S3-1-2 the weight of each convolution kernel is multiplied by the input signature.
All of the outputs of S3-1-3 are accumulated together to form the final output:
where αk is the kth weight obtained by the attention mechanism. Compared with a standard convolution layer, the dynamic convolution can enable the gesture recognition model to adaptively adjust parameters according to the characteristics of each input sample, so that the performance of the gesture recognition model is improved.
And S3-2, constructing a feature fusion module.

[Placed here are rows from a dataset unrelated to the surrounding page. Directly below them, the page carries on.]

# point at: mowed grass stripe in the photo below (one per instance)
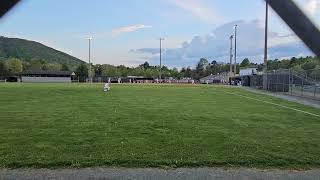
(59, 125)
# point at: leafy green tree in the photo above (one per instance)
(82, 72)
(14, 66)
(245, 63)
(37, 64)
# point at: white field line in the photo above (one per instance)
(267, 102)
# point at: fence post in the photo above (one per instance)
(302, 87)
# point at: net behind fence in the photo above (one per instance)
(289, 82)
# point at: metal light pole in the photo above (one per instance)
(235, 49)
(161, 39)
(265, 76)
(266, 40)
(89, 73)
(231, 55)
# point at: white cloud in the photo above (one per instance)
(312, 6)
(198, 9)
(127, 29)
(215, 46)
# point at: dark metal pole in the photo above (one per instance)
(231, 39)
(161, 39)
(89, 74)
(265, 69)
(266, 40)
(298, 22)
(235, 49)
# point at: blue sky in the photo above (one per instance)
(126, 31)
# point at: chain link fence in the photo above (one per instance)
(289, 82)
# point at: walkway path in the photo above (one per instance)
(147, 173)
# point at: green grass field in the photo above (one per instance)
(77, 125)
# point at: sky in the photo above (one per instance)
(127, 32)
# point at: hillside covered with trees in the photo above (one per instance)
(28, 51)
(17, 55)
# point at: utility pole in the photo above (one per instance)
(161, 39)
(89, 73)
(265, 69)
(231, 55)
(235, 49)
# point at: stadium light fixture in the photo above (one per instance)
(231, 55)
(161, 39)
(89, 73)
(235, 48)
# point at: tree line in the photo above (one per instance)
(14, 66)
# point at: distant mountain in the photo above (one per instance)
(26, 50)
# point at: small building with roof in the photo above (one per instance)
(214, 79)
(47, 76)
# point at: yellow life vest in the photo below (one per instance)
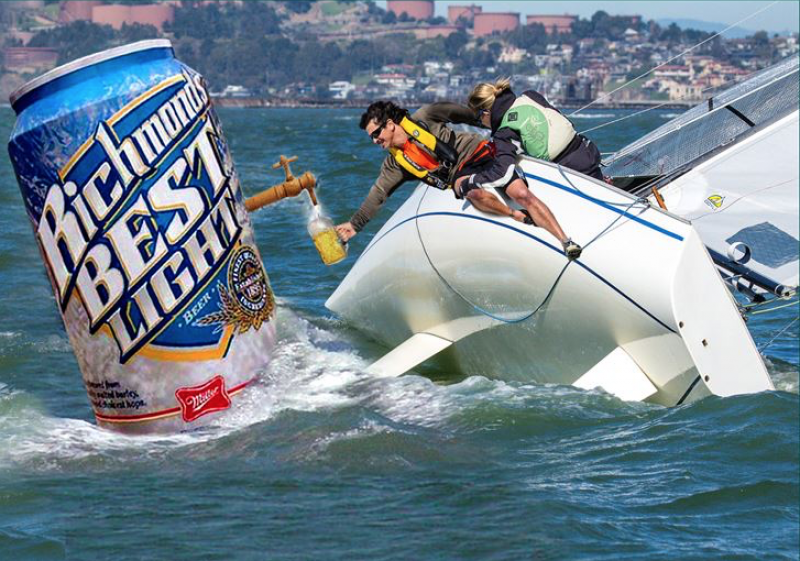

As shown in fig. 6, the fusion module performs fusion and refinement on the RGB and depth features in the spatial dimension through the feature fusion stage, so that the gesture recognition model can capture and utilize the remote spatial dependency relationship between the two modalities. Through the fusion and refining processes, the gesture recognition model can better understand the distribution and morphological changes of gestures in the image. Next, feature fusion is performed in the channel dimension by an attention directed feature fusion stage. This step enables the gesture recognition model to capture and exploit cross-channel contextual dependencies between RGB and depth modalities. The feature fusion module extracts important channel information through an attention mechanism, so that the perception capability of the gesture recognition model on the correlation between different modalities is enhanced. The working mode is as follows:
s3-2-1, acquiring RGB images of gestures through a gesture recognition model is as follows: RGB (red, green and blue) in ∈R C×H×W The depth image of the gesture is obtained by: depth in ∈R C×H×W The method comprises the steps of carrying out a first treatment on the surface of the The RGB image and the depth image are obtained after each pass through a single gating convolution layer:
RGB′ in =σ(Conv 1x1 (RGB in ))·RGB in
Depth′ in =σ(Conv 1x1 (Depth in ))·Depth in
wherein σ represents the activation function, conv 1x1 (x) Representing a 1 x 1 convolution operation performed on the input x.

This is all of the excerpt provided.